Storage & Integrity

From ADA Public Wiki
Revision as of 00:26, 9 September 2024 by JMcDougall (Sọ̀rọ̀ | contribs)
Jump to navigation Jump to search

The ADA archival workflow [34] outlines processes to manage the integrity of the data and metadata flow through the Archive. The ADA Workflow and Storage Diagram [47] reflects the distinct deposit, ingest, curation, access, and storage locations for each of the archival phases.

ADA Archive Training

The ADA Archivist team are trained with respect to the OAIS Reference Model and how it is implemented within ADA’s technical architecture:

  • Deposited data = SIP
  • Ingest (curation, processing, data management, preservation) = AIP
  • Access = DIP

The Archivist team members are trained to know where and how the data is stored for each of the SIP, AIP and DIP, and actively contribute to ongoing documentation and development of processes:

  • The archivist team are also trained in accessing and processing the raw Information Packages within ADA’s secure Remote Desktop Service.

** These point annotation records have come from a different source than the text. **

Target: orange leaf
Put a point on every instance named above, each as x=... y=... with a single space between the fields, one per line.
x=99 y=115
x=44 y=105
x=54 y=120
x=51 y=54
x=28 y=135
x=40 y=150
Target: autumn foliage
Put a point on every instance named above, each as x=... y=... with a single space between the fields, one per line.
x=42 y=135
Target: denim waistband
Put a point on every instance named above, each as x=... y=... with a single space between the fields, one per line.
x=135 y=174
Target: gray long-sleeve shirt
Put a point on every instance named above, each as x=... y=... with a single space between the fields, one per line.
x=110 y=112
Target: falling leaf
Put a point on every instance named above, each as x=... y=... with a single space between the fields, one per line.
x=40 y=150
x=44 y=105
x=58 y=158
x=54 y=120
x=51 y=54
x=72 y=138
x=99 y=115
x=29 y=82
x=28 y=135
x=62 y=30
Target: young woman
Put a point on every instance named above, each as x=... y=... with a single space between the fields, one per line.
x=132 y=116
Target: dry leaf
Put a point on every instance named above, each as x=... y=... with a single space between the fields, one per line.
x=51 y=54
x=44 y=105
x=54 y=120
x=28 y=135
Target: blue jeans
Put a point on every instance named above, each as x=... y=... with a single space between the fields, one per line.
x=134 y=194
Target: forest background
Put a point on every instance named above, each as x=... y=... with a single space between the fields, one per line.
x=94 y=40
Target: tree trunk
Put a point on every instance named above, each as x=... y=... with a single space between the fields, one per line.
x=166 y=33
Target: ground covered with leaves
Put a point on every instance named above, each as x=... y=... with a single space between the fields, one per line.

The ADA access management team manages access to the DIP (dissemination version). The access management team is trained in documented processes regarding documented Business Rules that dictate an applicant’s being granted or rejected in their application to access the DIP. The technical management team follows established informally documented workflows to contact the NCI Helpdesk when any storage-related issues arise.

Data & Storage Management

The Dataverse software [49] supports reporting, data management and auditing through user accounts for access, authentication, and permissions; to edit, upload, and download data. ADA previously developed the ADA Data Processing Tool (ADAPT) [6] based on the OAIS Reference Model [42]. ADAPT enables archivists to programmatically manage movement of data and metadata between Dataverse instances and archival storage to manage data integrity.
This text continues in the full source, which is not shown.